For years I have set my attention through meditation. But I haven’t been meditating much for a long time. That alone may be the problem. So I begin again, shaking off much of what I was taught, much of what I taught, to return to the simple practice of sitting with my focus on my breath, here now, free of the burden of forgetting.
But with a caution. The stuff I taught about mindfulness, the selfish mantra to live for the moment, seems as empty as moments without the foundation of what came before. Sure, we drag our past with us, and it slows us down and sometimes keeps us from the future we desire. But to have that weight fall away is not liberating at all. It’s desperate.

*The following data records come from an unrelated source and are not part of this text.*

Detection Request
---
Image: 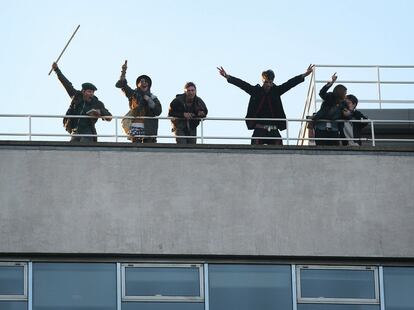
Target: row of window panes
[0,263,414,310]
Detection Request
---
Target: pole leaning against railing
[48,25,80,75]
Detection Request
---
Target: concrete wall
[0,145,414,258]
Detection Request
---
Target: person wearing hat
[168,82,208,144]
[115,60,162,143]
[52,62,112,142]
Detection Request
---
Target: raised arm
[278,64,315,95]
[217,67,255,95]
[319,72,338,100]
[52,62,77,98]
[115,60,134,99]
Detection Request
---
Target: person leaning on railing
[168,82,208,144]
[339,95,368,146]
[115,60,162,143]
[52,62,112,142]
[217,65,315,145]
[312,72,347,145]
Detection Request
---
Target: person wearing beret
[115,61,162,143]
[52,62,112,142]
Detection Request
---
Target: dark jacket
[168,94,208,131]
[115,79,162,136]
[339,110,368,145]
[55,68,112,141]
[312,83,346,131]
[227,75,305,130]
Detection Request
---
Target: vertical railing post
[200,119,204,144]
[371,120,375,146]
[29,115,32,141]
[281,119,289,145]
[377,66,382,109]
[312,66,317,113]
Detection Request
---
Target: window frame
[121,263,204,302]
[0,262,28,301]
[296,265,380,305]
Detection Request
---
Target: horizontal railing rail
[0,114,414,146]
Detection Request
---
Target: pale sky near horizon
[0,0,414,143]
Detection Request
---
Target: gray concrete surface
[0,147,414,258]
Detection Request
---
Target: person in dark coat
[339,95,368,146]
[115,61,162,143]
[52,62,112,142]
[217,65,314,145]
[312,72,347,145]
[168,82,208,144]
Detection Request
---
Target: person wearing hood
[168,82,208,144]
[115,60,162,143]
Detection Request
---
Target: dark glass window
[298,304,380,310]
[122,301,204,310]
[384,267,414,310]
[0,265,25,296]
[0,300,27,310]
[298,266,378,302]
[123,264,202,299]
[209,265,292,310]
[33,263,117,310]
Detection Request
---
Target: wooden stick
[49,25,80,75]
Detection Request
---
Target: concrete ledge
[0,141,414,259]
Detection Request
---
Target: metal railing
[0,114,414,146]
[298,65,414,145]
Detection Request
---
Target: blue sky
[0,0,414,143]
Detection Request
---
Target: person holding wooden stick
[52,62,112,142]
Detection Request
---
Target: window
[122,301,204,310]
[296,266,379,309]
[33,263,116,310]
[208,264,292,310]
[0,263,27,300]
[122,264,204,302]
[384,267,414,310]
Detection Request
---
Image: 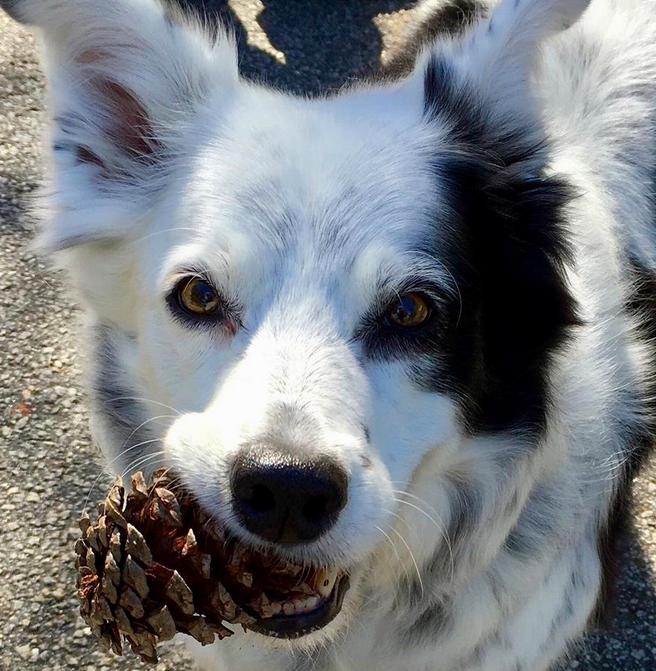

It sets you offshore without a rudder into a torrent you’re only prepared for if you can rely on the experience you have earned. Once the weight is gone you can drift off anywhere, buffeted by changing winds and driven by changing tides, until you don’t know who you are, or why you are, and opportunity sets like the sun. At the end of the movie Nomadland Fern says “What’s remembered lives.” Without memories the darkness of irrelevance sets in. In sleep I don’t dream anymore. Memories gone even as the possibility to be anything I want to be is here. I don’t remember what I wanted to be. Like some spiritual milestone I just am. I just am. Without the context of memory, that is not near enough.
I'm sorry, George. I had ect, too, and I do think it fkd with my memory since then. My short term memory is worse now in my early 60's, than I thought it would be. I tend to think some of it is from all of the gaslighting of the last 8 yrs, including from people I thought I could trust, and now all of those people are gone down a path that is so dangerous, to me personally. And I dont know how to function or adapt to not even having the pretense of a democracy or a world where I am safe. Social media and the internet and cell phones have also made a huge impact on all of our attention spans.
This was so powerful. I've never been subjected to ECT but I've been on experimental drugs for nearly two decades. As you said: we're the lab rats. I think about it every time I suggest a new movie and my husband tells me we've already seen it, or I recall something I vividly remember that the people I recount it to are bewildered by because it never happened. (I do have significant psychosis.) I worry about my memory all the time and wasn't aware of those statistics. I certainly fear the degeneration of my mind more than my body. Thank you for writing this. Squeak squeak.